This year is the 500th anniversary of the first edition of Thomas More’s Utopia, the account of a portuguese traveller who describes a fictional island where the major problems of the society of the epoch seemed to have been resolved.
In his project at Galeria Graça Brandão, Miguel Soares simulates moments of a hypothetical nearby future, borrowing certain ideas from More’s Utopia and Joachim of Fiore’s Three Ages, as well as from the Portuguese “utopic tradition” (Luís de Camões, António Vieira, Fernando Pessoa); together with elements taken from the eschatology of some of the main religions, assembling them with the more recent ideas of Technological Singularity (Stanislaw Ulam, Vernor Vinge, Ray Kurzweil), and the Simulation Hypothesis (Bostrom’s trilemma), which has ancient roots in Plato’s Allegory of the Cave.
Will the progressive automation and replacement of human labour by machines be capable of setting the human being free, rendering obsolete the entire economical and political systems, and even the conception of State?

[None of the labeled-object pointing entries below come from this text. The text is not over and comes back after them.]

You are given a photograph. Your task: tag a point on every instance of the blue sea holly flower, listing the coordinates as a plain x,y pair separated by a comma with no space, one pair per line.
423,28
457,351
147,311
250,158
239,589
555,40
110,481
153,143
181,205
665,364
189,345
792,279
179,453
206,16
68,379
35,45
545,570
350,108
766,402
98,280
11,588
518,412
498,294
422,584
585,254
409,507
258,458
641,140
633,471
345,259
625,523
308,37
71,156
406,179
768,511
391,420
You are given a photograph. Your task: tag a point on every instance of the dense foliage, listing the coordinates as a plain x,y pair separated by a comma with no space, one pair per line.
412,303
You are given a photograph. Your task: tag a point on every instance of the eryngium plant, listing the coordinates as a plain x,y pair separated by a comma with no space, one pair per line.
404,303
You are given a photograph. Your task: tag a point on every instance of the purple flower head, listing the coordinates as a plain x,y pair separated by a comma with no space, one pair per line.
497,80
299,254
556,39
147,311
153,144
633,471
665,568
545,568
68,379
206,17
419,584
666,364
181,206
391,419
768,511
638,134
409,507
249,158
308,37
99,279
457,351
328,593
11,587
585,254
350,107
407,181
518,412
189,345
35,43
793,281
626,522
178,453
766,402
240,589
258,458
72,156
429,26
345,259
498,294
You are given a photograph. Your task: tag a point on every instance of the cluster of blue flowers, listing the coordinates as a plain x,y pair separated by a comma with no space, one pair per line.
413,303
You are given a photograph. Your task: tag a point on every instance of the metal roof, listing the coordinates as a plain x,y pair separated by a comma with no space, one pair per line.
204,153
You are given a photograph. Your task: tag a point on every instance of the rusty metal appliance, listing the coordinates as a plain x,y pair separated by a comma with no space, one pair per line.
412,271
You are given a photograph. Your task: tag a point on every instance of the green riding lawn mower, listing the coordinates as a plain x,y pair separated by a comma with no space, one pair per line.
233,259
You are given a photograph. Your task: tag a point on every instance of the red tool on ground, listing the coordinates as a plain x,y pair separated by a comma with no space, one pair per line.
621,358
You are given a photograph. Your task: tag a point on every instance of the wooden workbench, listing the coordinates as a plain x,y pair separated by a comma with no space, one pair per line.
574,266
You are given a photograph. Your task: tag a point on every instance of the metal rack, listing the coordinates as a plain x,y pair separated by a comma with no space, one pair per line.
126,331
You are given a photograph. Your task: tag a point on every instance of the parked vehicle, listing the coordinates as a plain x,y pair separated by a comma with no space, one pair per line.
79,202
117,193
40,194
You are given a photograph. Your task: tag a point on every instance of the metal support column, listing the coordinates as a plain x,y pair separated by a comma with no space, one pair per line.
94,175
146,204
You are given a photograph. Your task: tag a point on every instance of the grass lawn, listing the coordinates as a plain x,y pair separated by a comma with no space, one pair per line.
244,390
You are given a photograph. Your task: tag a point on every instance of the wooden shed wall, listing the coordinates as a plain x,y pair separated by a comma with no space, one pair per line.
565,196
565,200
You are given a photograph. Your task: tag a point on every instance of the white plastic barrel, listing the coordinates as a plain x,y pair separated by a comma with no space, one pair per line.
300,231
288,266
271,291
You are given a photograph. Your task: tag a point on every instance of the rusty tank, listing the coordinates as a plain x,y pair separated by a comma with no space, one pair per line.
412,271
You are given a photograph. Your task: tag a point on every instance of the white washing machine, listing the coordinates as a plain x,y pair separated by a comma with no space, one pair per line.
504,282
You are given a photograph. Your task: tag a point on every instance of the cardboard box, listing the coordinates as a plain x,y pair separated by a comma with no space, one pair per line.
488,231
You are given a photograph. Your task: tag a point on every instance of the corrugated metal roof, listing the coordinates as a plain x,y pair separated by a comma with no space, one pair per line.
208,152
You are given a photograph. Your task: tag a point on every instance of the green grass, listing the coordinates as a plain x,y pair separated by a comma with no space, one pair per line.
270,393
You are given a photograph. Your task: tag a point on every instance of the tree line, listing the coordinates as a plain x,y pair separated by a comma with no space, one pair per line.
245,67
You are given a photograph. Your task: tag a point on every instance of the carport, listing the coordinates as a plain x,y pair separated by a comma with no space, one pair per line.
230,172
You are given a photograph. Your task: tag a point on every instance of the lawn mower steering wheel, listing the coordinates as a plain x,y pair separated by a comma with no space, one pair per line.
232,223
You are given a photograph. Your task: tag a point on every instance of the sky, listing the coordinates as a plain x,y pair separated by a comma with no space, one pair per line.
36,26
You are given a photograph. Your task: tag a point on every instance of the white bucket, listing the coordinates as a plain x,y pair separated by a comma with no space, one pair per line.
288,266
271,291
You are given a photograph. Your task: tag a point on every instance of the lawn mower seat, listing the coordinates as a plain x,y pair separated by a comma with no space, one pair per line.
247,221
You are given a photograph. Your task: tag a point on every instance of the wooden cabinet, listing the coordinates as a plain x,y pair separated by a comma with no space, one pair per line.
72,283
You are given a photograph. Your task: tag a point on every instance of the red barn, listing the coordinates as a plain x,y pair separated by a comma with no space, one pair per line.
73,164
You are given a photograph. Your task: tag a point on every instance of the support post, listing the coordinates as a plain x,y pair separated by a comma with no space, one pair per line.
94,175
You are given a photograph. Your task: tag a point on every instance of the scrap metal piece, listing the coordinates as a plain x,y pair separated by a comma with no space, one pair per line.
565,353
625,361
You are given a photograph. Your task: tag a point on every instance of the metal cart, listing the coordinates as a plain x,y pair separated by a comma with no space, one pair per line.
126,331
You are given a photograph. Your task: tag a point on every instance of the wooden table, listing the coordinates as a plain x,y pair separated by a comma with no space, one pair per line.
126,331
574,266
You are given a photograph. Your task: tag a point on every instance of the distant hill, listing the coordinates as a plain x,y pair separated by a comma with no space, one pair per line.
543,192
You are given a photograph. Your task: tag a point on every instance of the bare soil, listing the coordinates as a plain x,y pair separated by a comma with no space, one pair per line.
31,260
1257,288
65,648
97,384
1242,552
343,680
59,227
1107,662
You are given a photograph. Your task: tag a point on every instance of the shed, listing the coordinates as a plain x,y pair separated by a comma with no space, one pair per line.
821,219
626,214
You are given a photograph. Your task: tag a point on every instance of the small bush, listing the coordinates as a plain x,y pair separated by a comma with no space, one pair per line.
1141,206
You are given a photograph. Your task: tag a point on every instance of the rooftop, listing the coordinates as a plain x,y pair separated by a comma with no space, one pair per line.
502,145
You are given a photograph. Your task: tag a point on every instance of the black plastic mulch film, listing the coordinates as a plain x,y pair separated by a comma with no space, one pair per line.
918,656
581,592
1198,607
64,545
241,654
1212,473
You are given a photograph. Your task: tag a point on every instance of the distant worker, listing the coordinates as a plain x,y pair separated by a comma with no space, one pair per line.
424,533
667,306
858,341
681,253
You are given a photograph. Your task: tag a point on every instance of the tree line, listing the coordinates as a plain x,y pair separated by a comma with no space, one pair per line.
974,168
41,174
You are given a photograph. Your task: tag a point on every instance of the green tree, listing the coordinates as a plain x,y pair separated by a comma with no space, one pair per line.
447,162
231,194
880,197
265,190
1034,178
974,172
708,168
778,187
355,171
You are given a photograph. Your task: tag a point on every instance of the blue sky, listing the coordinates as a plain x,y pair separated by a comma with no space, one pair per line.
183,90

The Technological Singularity suggests that between 2040 and 2045 the future development of Artificial Intelligence may originate an exponential event in which machines build other, more perfect machines, in a progression that will evade human beings’ immediate understanding. Soon after, in 2048, it will be the centenary of George Orwell’s 1984. According to Miguel Soares’ proposal, articulated around an animation video and a set of images, this movement will create a sort of “machine of the world” capable of looking after and nourishing each human and managing the resources of the planet.
Is capitalism and competition only a tool, the only tool, to reach such goal? Could this succession of events generate an evolutionary leap in the human being, allowing for each person to find, for instance, their natural vocation?